第24章 火域暴動
彩火域中,火荒銘刻的法陣即將成型,和火荒相比,火焱庭的法陣已經成型。法陣一些關鍵處放置著靈核等具有磅礴靈氣的寶物,用於支撐法陣啟動,八名鍛造師坐鎮四方,共同結印守護法陣。
費林步入陣中,手裏拿著一根一米長的純金色的杵,如果被石靈知道這根杵是用昨天古淩可進城時費林從她家搶走的那塊金屬鍛造的,一定會氣得發瘋。
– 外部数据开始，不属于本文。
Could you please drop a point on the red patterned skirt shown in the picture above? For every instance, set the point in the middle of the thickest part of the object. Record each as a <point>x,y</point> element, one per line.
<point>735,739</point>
這種金屬模樣普通,表麵黯淡無光,給人一種病怏怏的感覺,用這種金屬打造成的杵沒有任何吸引人的地方,可費林就是手持這柄杵,鄭重其事走到法陣中央,將杵莊重嚴肅地插在了陣心。
法陣突然動了一下,就像馬車剛剛起動的那種感覺,附在法陣上的寶物以讓人瞠目結舌的速度融化,寶物中的磅礴靈氣發了瘋般往法陣中灌,在寶杵的刺激下完全覺醒。這座融合天地之妙的法陣啟動後的力量通過那根普普通通的寶杵化作一道同樣普通的光,從杵身射出,飛離彩火域,一頭紮進了神火域裏。
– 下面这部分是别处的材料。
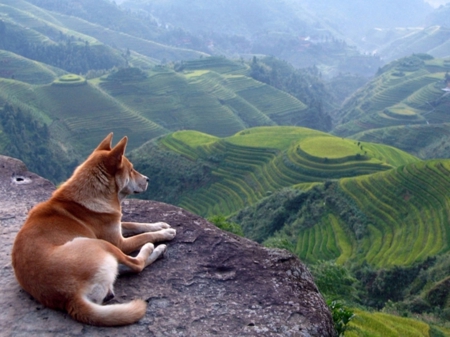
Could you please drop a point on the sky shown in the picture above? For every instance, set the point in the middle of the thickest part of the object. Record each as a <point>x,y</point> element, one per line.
<point>437,3</point>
光很普通,一丈寬,兩丈高,不是很耀眼,甚至有些暗淡,都沒彩火域裏的火焰明亮,可就是這樣一道不起眼的光,像一把最鋒利的刀刺進了神火域,將朦朧縹緲的神焰分為兩半,強行劈出了一條安全的道路。
“天火神種,你是我的了。”費林嘴角帶著一抹激動的笑,走進那道光中,準備順著光踏進神火域,尋找藏在神火域中的天火神種。
跟在費林身邊的老者笑了笑,正要跟著費林走進光中,忽然察覺到了什麽,一雙蒼老的有點混濁的眼眸泛出了一道精光,頃刻間充滿了警惕。
就這一刻,一陣窸窸窣窣的聲音從神火域裏傳來,伴隨著那種聲音出現的是一片黑壓壓的符文,看起來像一大片吃人的黑蟻,攪動神焰向外麵撲來。
從寶杵射出的光芒順地麵而飛,沒入神火域,迎麵撞上了那一大片黑壓壓的符文。光芒何其強大,連最強大的九品神焰都能劈開,偏偏撞上那片符文後在短短的一息之內瞬間崩塌,節節崩潰,被趴在地上的符文擠出了神火域。
光芒被毀,法陣不穩,八位鍛造師共同守護的法陣搖搖欲墜,在符文排山倒海橫推過來的過程中徹底塌陷,法陣斷裂,寶物橫飛,八位坐鎮法陣的鍛造師被震得倒飛而出,個個吐血不止。
隻是短暫的碰撞,從神火域裏溢出的神秘符文便毀了火焱庭教士辛辛苦苦布下的法陣,重傷了幾位四品甚至五品鍛造師,力量之強,氣息之霸道,簡直讓人難以相信。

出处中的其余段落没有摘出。